Pero postulamos, sin embargo, que el espectáculo de la violencia es siempre estructuralmente trascendente para nosotros como espectadores: parecería que nuestra fisiología está ya como preconfigurada sobre esta sensibilidad, tanto en cuanto fuerza de atracción sobre nosotros como por su impronta en nosotros de sentida seriedad (¿qué puede haber de más importancia para un cuerpo perteneciente, pero intrínsecamente desamparado en su propia singularidad física?) Y es, entonces, nuestra experiencia traumática de la violencia contemplada -y siempre que ante su presencia nos encontremos-, que abre nuevamente la también visceralísma necesidad del grupo, sentido también de forma fisiológica y aun prerreflexiva. Pues la lógica establecida a partir de esta yuxtaposición inicial es clara: en la urgencia de la violencia percibida por cada uno de nosotros, tanto externa como interna, surge -ha surgido siempre- la primacía fáctica del grupo propio, tanto en su vertiente directamente corporal como respecto de su correspondiente semióitca moral y sociorracional.

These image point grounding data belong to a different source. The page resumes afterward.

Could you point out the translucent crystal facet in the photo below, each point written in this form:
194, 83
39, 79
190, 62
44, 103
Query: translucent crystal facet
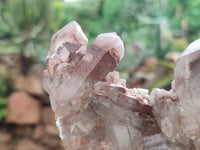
94, 110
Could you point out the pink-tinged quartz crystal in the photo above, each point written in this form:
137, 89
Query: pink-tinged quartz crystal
177, 111
93, 108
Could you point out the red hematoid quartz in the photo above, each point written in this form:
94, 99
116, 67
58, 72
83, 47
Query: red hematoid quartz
95, 111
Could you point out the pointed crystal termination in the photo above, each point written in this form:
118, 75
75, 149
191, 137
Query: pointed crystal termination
177, 111
93, 108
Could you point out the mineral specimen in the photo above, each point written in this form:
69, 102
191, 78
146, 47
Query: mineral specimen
177, 111
94, 110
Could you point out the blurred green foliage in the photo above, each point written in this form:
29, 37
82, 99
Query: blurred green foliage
3, 101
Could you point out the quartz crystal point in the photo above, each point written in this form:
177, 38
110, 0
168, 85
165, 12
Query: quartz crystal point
93, 108
178, 111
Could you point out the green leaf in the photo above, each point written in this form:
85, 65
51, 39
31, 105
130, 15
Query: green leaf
3, 114
3, 102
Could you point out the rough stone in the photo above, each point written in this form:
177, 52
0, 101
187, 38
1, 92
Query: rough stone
177, 110
48, 115
23, 109
26, 144
5, 137
52, 129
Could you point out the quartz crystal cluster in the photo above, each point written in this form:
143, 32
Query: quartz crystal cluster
94, 110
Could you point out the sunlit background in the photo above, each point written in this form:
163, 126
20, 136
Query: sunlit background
154, 32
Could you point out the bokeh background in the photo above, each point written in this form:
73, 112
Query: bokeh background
154, 32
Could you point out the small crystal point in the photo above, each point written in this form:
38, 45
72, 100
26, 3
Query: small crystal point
110, 42
71, 33
87, 119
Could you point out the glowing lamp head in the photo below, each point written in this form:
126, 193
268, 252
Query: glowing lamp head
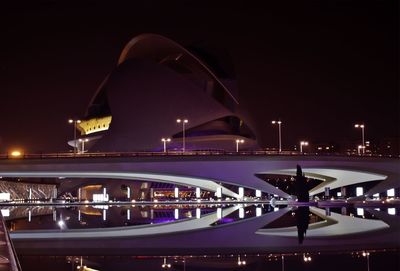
182, 120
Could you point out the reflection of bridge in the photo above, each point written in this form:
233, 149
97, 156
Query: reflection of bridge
209, 171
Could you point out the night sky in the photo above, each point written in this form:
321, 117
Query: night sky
320, 66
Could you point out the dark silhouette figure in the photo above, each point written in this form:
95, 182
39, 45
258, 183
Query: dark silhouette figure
301, 186
303, 218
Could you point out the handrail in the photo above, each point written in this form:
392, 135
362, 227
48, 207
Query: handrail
186, 153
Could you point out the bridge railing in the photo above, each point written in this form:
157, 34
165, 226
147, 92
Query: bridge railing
180, 153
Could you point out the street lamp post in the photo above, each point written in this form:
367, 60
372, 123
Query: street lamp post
237, 144
165, 140
279, 130
303, 143
362, 126
75, 122
83, 144
183, 121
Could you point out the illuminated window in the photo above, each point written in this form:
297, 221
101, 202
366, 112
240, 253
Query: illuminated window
390, 192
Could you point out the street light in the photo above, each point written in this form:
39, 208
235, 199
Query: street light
237, 144
303, 143
183, 121
279, 129
359, 147
362, 126
165, 140
75, 122
83, 144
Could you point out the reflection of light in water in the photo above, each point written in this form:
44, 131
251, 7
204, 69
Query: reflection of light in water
359, 191
241, 192
176, 192
176, 214
5, 212
219, 213
198, 195
391, 211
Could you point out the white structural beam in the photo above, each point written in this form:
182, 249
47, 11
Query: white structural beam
141, 230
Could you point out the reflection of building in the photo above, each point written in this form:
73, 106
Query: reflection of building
156, 82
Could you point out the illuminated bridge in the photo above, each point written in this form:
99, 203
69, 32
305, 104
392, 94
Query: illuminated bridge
249, 171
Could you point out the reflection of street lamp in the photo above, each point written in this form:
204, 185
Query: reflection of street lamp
16, 154
366, 254
83, 144
362, 126
303, 143
166, 265
165, 140
237, 144
240, 262
280, 138
75, 122
359, 149
184, 121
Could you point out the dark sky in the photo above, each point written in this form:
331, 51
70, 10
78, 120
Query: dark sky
320, 66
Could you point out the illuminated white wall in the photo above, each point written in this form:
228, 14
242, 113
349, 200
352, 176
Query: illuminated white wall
359, 191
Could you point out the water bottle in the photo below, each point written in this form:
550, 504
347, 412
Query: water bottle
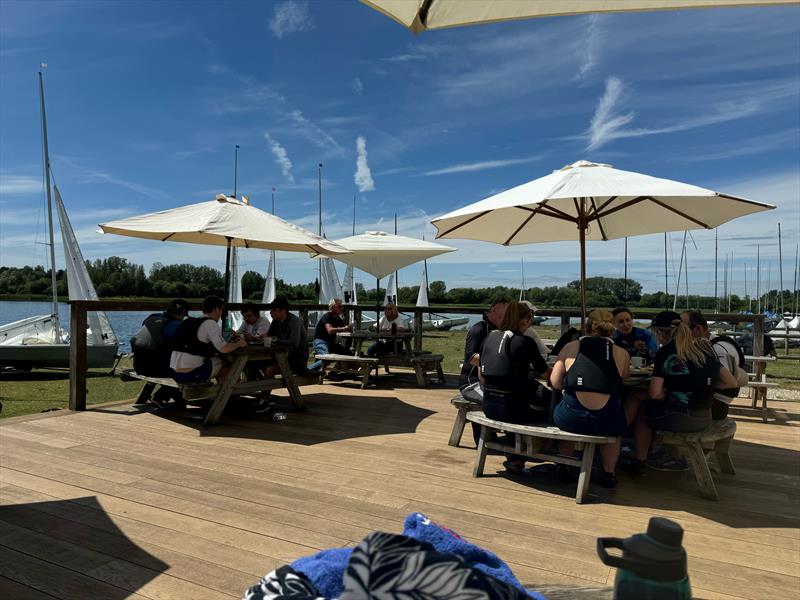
652, 565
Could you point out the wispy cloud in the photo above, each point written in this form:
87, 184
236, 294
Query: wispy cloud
290, 17
91, 175
281, 157
594, 39
363, 176
20, 185
741, 100
482, 166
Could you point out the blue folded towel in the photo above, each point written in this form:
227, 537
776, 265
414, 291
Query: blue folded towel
326, 569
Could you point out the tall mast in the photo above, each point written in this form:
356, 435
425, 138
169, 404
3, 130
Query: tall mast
758, 277
625, 282
780, 267
716, 268
54, 309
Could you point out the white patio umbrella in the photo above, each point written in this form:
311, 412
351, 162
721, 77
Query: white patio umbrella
421, 15
591, 201
379, 253
223, 222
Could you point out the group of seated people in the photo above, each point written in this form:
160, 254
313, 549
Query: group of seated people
193, 349
694, 378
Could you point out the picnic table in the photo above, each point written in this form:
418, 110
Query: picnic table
400, 340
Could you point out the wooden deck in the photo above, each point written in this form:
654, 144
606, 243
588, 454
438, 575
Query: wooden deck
120, 502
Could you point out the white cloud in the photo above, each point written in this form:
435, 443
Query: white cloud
20, 185
482, 166
606, 120
363, 176
594, 39
281, 157
290, 17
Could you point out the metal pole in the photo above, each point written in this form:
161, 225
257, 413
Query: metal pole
235, 167
666, 274
53, 282
625, 283
780, 267
758, 277
716, 268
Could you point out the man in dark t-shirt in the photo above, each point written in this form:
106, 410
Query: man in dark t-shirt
475, 338
328, 326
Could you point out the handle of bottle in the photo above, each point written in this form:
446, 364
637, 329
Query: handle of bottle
605, 557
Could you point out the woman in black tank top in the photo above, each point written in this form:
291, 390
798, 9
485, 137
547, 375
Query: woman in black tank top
590, 373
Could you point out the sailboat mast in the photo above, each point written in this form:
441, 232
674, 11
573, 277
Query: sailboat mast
758, 277
780, 267
54, 309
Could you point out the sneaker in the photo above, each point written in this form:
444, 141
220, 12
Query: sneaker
665, 462
263, 405
608, 480
637, 467
514, 468
567, 473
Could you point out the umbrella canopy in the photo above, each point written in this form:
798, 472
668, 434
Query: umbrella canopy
223, 222
420, 15
591, 201
379, 253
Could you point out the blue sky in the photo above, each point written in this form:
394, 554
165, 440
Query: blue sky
146, 102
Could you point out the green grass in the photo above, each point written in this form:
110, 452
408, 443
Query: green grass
43, 389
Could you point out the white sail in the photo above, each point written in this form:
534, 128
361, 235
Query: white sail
79, 283
235, 295
349, 286
422, 295
329, 287
391, 290
269, 285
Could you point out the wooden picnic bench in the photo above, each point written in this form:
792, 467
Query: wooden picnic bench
232, 384
528, 442
423, 363
363, 365
716, 438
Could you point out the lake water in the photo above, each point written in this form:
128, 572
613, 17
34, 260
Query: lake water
125, 324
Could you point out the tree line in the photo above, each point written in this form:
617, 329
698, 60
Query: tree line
118, 277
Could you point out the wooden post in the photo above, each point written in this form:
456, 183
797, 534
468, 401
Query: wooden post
77, 357
758, 335
417, 330
564, 324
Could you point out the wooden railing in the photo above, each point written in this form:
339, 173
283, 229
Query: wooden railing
79, 308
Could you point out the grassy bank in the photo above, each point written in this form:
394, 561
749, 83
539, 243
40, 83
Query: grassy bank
40, 390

A modo de un ejericitar fisiológico-metabólico debe entenderse, entonces, nuestra exposición sensoria a la violencia como espectáculo, pero respecto nuestra configuración somatosensoria más profunda y prerreflexiva; y en cada nuevo y visceral experimentar de la violencia ante nostros surgida, he aquí el ingrediente e inusmo clave (esto es, la anomia fisiológica individual) de un nuevo encauzamiento sociorracional posterior. De tal manera que los espectaculos en este sentido profundo, si uno lo va pensando detenidamente, siempre nos han rodeado -especificamente como los habitantes que somos de la modernidad– en cuanto elementos auxiliares respecto al problema de la antropología sedentaria:

  1. Imagenes deportivos de cuerpos humanos vigorosamente enzarzados unos contra otros;
  2. Un imaginario literario-fotográfico de crimen y guerra, en general, desde mediados del siglo XIX;
  3. Iconos morales repsecto de seres humanos soberanos enaltecidos, tanto en un sentido postivo y excelso como infame.

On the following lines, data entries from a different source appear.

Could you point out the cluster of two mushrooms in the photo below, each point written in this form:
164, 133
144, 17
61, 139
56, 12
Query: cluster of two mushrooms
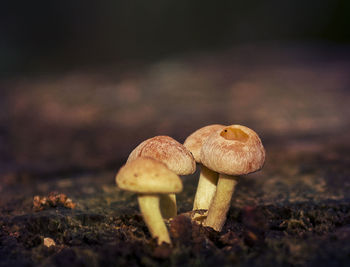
152, 171
225, 153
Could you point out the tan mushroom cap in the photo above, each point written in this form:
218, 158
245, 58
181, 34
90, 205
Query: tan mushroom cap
148, 176
194, 141
167, 150
234, 150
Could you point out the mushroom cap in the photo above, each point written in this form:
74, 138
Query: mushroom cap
148, 176
194, 141
233, 150
167, 150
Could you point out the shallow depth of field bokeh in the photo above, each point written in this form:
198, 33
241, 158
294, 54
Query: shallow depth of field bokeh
82, 85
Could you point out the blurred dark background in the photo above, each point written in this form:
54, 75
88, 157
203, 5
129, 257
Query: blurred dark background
83, 82
61, 35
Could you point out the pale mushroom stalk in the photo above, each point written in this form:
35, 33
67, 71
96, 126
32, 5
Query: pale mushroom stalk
150, 178
221, 202
168, 206
206, 188
149, 206
175, 156
207, 178
234, 151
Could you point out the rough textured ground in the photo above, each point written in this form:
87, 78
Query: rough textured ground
70, 132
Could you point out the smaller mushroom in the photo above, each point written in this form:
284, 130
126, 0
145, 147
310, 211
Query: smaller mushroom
207, 178
175, 156
233, 151
150, 179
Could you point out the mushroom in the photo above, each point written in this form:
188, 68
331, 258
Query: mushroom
233, 151
175, 156
150, 178
207, 178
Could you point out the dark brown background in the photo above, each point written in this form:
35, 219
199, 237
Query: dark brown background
82, 85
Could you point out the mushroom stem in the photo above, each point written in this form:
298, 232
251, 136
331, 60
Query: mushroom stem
149, 206
206, 189
168, 206
221, 203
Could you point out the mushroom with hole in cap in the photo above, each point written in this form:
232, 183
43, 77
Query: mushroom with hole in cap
175, 156
150, 178
233, 151
207, 178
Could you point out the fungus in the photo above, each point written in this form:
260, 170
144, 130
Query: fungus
175, 156
150, 178
207, 178
233, 151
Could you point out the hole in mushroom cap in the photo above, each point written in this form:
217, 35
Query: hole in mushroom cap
234, 134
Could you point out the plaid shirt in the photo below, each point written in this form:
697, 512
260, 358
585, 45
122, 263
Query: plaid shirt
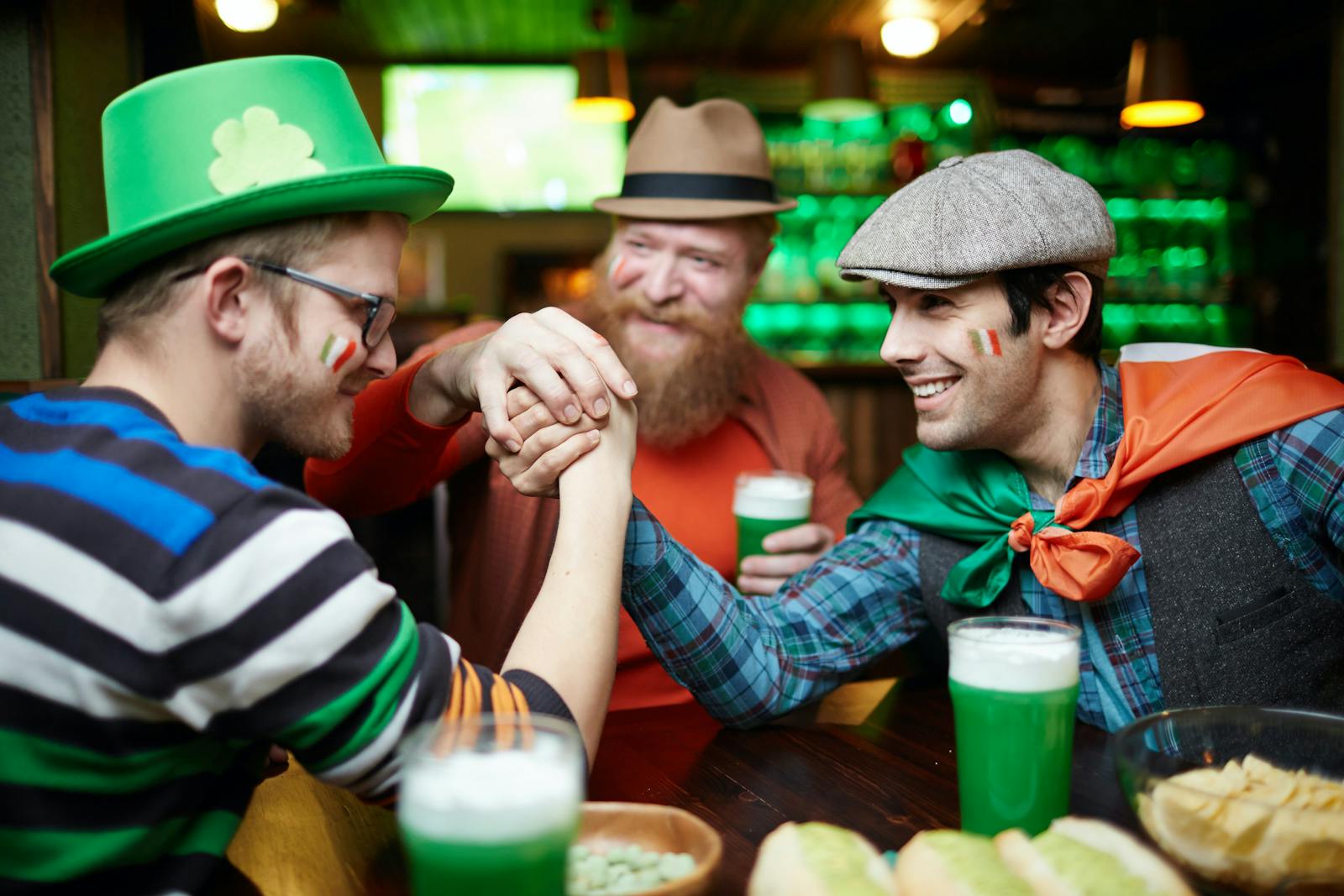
752, 658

  4. Un imaginario cultural de dominio por cualquier tipo de elite (indiviudal, social o político) sobre otros;
  5. Una imaginería también cultural -y universalmente- de las victimas de cualquier tipo de poder y ejercicio fáctico sobre otros.

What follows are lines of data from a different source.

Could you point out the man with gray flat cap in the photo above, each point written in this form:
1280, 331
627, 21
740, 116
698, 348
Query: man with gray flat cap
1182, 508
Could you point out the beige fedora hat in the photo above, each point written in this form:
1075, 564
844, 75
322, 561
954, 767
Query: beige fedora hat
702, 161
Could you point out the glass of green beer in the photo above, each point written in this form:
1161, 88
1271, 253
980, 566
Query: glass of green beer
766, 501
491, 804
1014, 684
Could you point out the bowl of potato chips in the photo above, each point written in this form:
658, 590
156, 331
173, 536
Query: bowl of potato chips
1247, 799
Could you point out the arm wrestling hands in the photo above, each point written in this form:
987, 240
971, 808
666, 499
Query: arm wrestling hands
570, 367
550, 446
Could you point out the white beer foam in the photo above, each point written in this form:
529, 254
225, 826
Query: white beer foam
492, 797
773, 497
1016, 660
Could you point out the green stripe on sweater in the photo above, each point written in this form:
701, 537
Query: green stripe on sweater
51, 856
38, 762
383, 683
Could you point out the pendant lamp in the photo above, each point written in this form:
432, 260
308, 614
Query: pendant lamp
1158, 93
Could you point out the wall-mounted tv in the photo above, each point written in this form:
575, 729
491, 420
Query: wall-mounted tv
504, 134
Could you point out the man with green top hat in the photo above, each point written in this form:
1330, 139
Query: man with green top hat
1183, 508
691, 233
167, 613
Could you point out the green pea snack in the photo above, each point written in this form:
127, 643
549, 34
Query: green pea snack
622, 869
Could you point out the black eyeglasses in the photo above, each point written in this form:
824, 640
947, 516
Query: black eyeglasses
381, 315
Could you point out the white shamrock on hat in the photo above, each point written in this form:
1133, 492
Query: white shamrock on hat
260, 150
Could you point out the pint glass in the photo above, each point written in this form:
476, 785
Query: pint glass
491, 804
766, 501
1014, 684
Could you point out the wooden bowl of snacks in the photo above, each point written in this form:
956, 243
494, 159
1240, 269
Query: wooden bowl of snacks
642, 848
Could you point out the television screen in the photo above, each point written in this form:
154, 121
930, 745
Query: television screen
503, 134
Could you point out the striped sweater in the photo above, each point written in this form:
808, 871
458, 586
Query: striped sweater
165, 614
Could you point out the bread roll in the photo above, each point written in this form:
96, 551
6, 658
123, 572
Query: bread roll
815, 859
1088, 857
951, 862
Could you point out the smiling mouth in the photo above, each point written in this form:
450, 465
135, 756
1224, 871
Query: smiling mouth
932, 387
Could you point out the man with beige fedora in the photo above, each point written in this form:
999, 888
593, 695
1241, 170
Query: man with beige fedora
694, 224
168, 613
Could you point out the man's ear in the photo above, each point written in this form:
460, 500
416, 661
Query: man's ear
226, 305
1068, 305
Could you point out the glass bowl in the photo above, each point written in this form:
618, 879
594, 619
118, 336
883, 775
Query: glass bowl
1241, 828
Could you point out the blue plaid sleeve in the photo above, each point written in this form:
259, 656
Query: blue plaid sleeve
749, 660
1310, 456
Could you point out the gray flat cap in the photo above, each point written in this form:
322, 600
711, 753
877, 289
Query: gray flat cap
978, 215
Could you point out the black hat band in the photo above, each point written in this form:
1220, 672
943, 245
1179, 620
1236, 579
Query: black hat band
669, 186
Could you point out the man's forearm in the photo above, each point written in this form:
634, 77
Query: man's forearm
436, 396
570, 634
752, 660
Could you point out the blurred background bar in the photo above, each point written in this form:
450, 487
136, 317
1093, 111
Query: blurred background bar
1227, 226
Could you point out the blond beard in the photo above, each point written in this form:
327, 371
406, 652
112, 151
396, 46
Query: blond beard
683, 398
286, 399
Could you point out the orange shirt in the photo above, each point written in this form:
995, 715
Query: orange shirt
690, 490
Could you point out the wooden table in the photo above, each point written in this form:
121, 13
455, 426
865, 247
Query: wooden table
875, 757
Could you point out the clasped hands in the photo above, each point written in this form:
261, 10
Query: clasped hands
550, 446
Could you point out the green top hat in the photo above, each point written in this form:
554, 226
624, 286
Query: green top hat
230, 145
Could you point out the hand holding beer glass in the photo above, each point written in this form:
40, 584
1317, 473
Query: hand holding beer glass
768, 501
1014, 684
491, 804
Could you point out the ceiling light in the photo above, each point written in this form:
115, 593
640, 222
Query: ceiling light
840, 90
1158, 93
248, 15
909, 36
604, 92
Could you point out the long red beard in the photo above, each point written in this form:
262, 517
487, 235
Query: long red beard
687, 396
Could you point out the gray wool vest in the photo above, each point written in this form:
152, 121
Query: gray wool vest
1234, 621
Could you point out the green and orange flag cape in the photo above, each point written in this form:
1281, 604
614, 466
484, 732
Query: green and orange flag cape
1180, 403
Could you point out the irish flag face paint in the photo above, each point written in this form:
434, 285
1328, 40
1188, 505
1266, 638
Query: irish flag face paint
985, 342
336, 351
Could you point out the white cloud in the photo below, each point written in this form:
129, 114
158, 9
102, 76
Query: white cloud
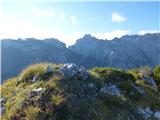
117, 17
42, 13
73, 19
142, 32
63, 16
112, 34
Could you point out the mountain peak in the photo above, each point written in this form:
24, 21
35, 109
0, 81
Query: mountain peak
87, 36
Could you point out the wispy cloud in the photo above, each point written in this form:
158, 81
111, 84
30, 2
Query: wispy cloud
142, 32
42, 13
117, 17
73, 19
62, 15
112, 34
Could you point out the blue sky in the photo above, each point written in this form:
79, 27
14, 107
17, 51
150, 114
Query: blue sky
69, 21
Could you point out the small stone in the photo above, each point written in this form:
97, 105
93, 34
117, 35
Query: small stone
38, 91
147, 113
35, 78
110, 89
91, 85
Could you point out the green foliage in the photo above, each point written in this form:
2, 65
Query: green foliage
72, 98
31, 113
37, 69
121, 78
157, 76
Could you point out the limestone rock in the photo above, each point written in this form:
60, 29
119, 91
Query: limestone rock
49, 69
71, 70
110, 89
147, 112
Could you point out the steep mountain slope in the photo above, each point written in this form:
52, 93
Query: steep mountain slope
18, 54
69, 92
126, 52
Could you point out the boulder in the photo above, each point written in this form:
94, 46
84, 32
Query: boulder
151, 82
147, 75
36, 92
146, 113
138, 89
71, 70
111, 89
157, 115
149, 111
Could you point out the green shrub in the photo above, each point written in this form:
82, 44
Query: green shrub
157, 75
112, 75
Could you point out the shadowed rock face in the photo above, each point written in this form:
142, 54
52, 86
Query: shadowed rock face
105, 94
125, 52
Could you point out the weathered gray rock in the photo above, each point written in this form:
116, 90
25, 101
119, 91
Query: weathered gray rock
37, 91
157, 115
151, 82
147, 77
111, 89
2, 109
149, 111
137, 89
146, 113
70, 70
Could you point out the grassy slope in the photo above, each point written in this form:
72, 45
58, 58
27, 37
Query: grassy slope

Y estamos por lo tanto obligados a consider la historia humana sedentaria, desde su óptica viviente y social, como la historia, efectivamente, de una acomodación de este aspecto de nuestra configuración fisiocorpórea y somatosensoria (en cuanto a una sensibilidad opróbica aguda respecto la violencia contemplada) a un contexto siempre nuevo por cuanto ajeno, dado que nuestra origen sociofisiológico es en realidad el del contexto nómada. Cada generación, entonces, respecto universalmente todo contexto cultural particular agararia, está inexorablmente abocada al mismo ejercitar recurrente de una naturleza fisológica que, sobre todo visualmente y como espectador (esto es, visceral y vicariamente através de los sentidos), compensará en el ámbito de la expriencia fisiológica, sensorio-metabólica, la imposibilidad del desplazamiento físico, más o menos constante que constituyera la vida anterior nómada. En fin, no hay otra forma de explicar el despegue semiótico de la cultura universalmente humana, a partir de la agricultura, que abre, además, espacios cada vez más amplios de experiencia totémica (la estética en general, las divinidades antropmorfas, y sobre todo el sostén fisiológico que supone la literatura finalmente escrita), sino a través de la urgencia real y técnica del mismo.